Photos: Wallenda wows at Niagara FallsPosted: Updated:
NIAGARA FALLS, Ontario -- Daredevil Nik Wallenda became the first person to walk on a tightrope across the Niagara Falls, taking steady, measured steps Friday night for 1,800 feet across the mist-fogged brink of the roaring falls separating the U.S. and Canada.
"I feel like I'm on cloud nine right now," an exuberant Wallenda told reporters after accomplishing what he said was his childhood dream before an estimated 112,000 people crowding the shores of both countries and millions more who watched a live television broadcast.
He described wind "coming from every which way," mist so powerful he had to blink it away to maintain his vision and a breathtaking view during the nighttime walk illuminated by spotlights that "compared to nothing."
"There was no way to focus on the movement of the cable," said Wallenda, 33. "If I looked down at the cable there was water moving everywhere. And if I looked up there was heavy mist blowing in front of my face. So it was a very unique, a weird sensation."
He said he accomplished the feat through "a lot of praying, that's for sure. But, you know, it's all about the concentration, the focus, and the training."
The seventh-generation member of the famed Flying Wallendas had long dreamed of pulling off the stunt, never before attempted.
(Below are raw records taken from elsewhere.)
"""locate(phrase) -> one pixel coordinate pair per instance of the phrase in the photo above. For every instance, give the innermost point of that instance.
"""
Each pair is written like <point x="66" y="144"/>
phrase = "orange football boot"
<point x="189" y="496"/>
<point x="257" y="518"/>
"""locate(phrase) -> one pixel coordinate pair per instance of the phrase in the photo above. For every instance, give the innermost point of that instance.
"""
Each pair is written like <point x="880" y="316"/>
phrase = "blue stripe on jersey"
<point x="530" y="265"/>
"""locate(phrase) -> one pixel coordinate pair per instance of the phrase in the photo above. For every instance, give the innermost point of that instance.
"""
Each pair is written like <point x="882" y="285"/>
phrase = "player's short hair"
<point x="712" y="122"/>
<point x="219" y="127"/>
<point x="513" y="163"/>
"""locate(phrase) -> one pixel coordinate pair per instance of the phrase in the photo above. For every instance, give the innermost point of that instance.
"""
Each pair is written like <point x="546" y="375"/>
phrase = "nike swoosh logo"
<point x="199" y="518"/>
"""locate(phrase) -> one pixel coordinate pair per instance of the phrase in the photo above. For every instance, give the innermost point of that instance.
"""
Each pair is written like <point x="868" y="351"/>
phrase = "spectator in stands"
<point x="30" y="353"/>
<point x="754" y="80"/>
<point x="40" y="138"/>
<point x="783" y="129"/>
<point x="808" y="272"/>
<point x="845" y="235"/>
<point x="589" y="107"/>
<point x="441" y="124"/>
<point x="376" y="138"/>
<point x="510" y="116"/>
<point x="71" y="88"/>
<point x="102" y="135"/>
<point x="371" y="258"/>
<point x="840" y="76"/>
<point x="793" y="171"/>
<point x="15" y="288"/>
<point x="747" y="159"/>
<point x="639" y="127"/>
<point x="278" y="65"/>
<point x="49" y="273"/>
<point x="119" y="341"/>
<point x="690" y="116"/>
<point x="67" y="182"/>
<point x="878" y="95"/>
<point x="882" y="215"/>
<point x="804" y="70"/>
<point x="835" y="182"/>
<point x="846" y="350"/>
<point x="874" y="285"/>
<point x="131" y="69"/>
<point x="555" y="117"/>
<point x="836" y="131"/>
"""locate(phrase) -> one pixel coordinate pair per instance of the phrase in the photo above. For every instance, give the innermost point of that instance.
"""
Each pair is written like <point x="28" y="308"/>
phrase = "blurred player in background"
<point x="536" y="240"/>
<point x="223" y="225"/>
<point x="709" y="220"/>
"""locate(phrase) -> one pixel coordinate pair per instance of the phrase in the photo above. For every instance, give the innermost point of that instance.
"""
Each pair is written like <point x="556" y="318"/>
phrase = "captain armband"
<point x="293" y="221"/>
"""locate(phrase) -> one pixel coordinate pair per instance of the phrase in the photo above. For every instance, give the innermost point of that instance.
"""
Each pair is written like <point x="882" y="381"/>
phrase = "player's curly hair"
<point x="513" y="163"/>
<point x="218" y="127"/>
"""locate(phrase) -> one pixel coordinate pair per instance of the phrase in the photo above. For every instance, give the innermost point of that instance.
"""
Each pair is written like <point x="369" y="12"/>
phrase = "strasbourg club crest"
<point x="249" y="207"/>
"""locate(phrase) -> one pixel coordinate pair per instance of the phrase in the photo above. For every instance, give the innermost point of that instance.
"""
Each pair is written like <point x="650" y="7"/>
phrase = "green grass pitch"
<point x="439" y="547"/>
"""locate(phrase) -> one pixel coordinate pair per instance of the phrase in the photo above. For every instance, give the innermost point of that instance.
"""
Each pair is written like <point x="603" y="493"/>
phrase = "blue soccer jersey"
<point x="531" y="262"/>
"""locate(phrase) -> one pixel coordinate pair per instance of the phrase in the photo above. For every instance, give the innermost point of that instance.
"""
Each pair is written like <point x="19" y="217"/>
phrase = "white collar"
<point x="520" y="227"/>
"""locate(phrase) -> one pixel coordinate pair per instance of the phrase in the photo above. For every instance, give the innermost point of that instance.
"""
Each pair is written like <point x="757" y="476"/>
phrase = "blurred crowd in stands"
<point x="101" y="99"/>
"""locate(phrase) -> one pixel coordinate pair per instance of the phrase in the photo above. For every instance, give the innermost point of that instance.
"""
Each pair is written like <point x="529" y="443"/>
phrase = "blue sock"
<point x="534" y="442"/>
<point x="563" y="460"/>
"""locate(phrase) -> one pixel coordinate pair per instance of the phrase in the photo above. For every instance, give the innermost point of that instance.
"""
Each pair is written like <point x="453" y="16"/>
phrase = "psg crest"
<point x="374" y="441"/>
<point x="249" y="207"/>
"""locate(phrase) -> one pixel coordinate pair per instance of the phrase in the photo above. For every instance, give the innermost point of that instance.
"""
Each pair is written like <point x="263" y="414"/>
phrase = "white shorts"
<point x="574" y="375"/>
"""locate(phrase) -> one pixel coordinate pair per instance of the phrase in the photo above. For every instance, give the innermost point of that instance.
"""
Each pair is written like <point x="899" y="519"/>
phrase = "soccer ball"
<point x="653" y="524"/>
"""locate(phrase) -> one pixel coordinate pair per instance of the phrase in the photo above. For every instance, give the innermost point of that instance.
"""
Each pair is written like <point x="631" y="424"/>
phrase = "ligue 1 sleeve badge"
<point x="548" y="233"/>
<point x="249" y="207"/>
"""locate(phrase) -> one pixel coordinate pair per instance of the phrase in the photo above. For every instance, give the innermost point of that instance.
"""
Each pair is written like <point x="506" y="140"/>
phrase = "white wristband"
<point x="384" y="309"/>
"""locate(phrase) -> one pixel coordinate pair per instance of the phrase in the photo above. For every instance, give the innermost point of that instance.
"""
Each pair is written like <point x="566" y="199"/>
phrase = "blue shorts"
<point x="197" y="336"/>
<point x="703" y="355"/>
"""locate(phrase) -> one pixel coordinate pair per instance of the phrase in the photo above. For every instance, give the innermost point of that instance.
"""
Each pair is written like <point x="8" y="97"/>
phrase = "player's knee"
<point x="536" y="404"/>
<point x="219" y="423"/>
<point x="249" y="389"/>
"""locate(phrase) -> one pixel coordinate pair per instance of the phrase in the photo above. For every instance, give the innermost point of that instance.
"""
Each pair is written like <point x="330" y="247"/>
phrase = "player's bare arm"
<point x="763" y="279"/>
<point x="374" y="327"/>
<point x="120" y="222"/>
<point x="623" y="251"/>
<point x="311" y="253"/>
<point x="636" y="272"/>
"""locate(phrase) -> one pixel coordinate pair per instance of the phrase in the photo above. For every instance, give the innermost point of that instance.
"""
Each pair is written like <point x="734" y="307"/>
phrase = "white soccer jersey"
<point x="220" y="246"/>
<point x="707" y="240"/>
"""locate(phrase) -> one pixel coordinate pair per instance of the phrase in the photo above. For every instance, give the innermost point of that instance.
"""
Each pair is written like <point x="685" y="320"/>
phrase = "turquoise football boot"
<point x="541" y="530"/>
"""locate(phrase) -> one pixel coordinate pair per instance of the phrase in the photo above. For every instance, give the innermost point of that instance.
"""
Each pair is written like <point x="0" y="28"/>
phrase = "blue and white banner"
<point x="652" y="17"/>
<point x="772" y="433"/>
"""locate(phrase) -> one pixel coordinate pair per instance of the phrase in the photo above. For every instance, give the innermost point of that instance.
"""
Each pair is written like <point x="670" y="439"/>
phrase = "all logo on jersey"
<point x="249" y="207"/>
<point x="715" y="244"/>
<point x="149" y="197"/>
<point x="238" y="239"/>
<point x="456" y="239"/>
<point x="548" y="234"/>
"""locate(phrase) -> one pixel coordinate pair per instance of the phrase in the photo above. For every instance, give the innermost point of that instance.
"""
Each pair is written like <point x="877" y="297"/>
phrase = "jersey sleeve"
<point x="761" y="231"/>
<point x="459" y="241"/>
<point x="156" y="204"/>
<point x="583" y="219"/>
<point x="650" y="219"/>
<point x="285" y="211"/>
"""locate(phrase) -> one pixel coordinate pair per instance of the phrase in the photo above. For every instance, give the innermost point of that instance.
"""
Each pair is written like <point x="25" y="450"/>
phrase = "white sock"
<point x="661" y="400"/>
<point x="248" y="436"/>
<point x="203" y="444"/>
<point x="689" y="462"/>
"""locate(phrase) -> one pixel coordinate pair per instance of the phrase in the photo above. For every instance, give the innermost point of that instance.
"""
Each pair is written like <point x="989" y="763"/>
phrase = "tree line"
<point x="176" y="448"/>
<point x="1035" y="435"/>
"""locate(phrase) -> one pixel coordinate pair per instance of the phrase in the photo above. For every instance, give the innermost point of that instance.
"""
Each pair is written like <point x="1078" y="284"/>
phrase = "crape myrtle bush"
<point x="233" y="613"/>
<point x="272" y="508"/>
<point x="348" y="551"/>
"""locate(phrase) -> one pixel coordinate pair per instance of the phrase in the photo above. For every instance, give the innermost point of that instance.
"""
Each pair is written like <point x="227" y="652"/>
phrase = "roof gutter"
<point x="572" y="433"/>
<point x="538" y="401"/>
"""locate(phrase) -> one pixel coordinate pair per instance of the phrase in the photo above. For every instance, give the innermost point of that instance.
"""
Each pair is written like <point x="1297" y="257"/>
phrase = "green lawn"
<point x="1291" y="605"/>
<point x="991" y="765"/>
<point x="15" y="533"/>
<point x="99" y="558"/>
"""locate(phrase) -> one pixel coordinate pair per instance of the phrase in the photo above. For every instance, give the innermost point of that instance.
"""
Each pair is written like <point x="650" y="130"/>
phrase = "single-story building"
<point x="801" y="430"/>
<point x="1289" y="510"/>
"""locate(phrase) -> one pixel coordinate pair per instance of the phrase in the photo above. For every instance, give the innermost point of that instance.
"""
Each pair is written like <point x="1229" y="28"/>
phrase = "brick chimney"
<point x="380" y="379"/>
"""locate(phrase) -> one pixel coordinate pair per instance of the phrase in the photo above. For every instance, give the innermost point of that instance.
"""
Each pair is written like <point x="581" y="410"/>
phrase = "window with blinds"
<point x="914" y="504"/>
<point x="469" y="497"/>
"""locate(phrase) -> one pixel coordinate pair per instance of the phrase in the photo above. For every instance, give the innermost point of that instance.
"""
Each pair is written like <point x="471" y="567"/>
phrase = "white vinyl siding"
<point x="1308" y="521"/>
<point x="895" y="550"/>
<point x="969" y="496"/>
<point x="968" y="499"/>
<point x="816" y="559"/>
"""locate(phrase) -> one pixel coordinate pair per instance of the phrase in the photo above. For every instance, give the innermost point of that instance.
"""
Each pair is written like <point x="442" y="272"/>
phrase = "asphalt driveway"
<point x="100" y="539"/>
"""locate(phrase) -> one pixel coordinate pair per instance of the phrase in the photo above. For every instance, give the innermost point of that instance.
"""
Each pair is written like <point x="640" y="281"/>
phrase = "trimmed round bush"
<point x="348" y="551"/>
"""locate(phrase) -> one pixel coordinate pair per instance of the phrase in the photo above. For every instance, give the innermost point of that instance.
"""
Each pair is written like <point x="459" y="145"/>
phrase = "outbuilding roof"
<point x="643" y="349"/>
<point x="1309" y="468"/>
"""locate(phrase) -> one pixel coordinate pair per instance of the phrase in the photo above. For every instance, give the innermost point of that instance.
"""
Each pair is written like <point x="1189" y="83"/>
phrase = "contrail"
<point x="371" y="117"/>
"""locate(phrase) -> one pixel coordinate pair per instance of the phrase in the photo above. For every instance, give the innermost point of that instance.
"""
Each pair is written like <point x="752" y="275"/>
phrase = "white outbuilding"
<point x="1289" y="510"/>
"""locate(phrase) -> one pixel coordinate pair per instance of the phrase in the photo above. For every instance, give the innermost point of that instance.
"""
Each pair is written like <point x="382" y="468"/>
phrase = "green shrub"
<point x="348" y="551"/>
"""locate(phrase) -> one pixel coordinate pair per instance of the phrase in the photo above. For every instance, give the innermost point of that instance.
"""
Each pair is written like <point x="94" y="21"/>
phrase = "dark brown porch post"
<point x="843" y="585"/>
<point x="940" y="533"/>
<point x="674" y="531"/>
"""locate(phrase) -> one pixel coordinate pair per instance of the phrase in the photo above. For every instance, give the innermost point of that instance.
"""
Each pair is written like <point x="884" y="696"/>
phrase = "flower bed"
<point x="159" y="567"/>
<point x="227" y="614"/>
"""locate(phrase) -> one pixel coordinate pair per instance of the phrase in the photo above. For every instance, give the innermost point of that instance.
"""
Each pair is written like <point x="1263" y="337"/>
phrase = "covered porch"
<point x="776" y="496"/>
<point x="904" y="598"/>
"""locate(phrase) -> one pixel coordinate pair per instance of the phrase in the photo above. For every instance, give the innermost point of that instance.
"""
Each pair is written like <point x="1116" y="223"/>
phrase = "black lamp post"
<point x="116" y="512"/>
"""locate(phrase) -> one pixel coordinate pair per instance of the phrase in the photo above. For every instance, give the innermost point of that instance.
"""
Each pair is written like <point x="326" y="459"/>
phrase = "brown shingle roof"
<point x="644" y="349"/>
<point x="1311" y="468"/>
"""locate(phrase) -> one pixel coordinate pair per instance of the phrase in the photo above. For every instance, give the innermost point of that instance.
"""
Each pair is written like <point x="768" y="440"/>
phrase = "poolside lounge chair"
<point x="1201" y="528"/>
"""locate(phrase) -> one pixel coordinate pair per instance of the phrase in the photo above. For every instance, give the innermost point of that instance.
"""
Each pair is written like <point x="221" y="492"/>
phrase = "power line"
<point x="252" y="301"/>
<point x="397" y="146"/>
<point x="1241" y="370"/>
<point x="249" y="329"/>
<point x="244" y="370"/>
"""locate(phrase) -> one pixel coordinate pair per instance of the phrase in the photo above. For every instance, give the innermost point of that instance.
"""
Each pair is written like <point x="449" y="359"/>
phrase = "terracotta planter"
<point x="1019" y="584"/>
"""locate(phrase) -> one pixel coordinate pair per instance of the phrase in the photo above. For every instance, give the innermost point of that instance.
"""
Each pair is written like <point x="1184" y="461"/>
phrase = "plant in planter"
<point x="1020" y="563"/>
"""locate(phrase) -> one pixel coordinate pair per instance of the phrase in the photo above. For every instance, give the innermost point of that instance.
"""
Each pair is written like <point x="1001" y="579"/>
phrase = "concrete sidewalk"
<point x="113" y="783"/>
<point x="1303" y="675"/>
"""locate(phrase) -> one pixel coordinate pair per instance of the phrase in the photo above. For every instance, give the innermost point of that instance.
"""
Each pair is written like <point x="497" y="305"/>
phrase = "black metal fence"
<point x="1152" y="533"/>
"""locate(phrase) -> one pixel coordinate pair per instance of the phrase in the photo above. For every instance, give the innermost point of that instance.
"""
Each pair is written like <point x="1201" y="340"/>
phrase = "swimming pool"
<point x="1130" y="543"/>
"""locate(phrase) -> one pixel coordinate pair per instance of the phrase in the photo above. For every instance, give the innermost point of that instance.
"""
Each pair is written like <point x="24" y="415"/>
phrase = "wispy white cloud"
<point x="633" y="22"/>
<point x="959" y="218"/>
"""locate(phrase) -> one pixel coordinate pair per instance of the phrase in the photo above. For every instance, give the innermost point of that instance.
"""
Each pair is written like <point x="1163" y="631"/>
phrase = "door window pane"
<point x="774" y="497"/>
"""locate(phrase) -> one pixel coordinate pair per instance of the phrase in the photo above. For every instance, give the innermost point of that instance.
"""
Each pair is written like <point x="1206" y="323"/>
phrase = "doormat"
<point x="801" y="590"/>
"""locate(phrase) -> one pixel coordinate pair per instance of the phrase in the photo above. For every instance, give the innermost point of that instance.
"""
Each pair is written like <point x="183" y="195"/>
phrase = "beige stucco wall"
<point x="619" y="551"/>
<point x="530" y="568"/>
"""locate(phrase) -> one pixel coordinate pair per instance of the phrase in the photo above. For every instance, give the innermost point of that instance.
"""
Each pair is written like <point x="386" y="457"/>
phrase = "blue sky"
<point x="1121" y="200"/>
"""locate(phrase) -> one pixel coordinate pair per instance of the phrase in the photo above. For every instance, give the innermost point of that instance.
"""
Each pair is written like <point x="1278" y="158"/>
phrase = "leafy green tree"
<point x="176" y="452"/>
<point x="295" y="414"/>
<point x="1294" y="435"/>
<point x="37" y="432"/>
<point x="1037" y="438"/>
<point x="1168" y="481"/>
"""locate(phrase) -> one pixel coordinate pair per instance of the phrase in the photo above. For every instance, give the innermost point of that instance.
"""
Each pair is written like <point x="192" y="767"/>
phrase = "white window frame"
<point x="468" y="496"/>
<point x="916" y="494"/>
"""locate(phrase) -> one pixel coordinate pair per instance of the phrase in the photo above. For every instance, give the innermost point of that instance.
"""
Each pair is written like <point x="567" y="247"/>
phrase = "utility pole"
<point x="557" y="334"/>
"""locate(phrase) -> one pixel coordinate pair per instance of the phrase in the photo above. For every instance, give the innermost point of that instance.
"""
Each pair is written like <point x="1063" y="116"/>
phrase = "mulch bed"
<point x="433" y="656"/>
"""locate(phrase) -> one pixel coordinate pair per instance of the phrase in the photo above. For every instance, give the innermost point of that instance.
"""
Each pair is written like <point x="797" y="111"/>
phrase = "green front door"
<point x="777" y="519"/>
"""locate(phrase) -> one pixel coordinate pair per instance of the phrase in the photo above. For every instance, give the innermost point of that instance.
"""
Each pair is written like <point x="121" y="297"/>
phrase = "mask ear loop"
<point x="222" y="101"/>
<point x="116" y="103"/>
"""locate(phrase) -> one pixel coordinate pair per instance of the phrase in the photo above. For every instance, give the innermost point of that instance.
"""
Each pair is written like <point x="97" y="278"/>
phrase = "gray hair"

Other daredevils have wire-walked over the Niagara River but farther downstream and not since 1896.
"This is what dreams are made of, people," said Wallenda, who wore a microphone for the broadcast, shortly after he stepped off from a platform on the American shore.
Along the way, he calmly prayed aloud.
After passing the halfway mark, Wallenda expressed fatigue. "I'm strained, I'm drained," he said. "This is so physical, not only mental but physical."
Toward the end, as he neared the Canadian shore, Wallenda dropped to one knee and pumped his fist while the spectators cheered. He broke into a playful run about 15 feet from the finish line, where his wife and three children waited.
"I am so blessed," he said later. "How blessed I am to have the life that I have."
ABC televised the walk and insisted Wallenda use a tether to keep him from falling in the river. Wallenda said he agreed because he wasn't willing to lose the chance to perform the walk it took him well over a year to win permission from two countries to do. Such stunts are normally illegal. ABC's sponsorship helped offset some of the $1.3 million cost of the spectacle.
Wallenda said he thought about the tether, which was secured at his waist and dragged behind him, at several points along the 30-minute walk but wasn't hindered by it as he'd feared.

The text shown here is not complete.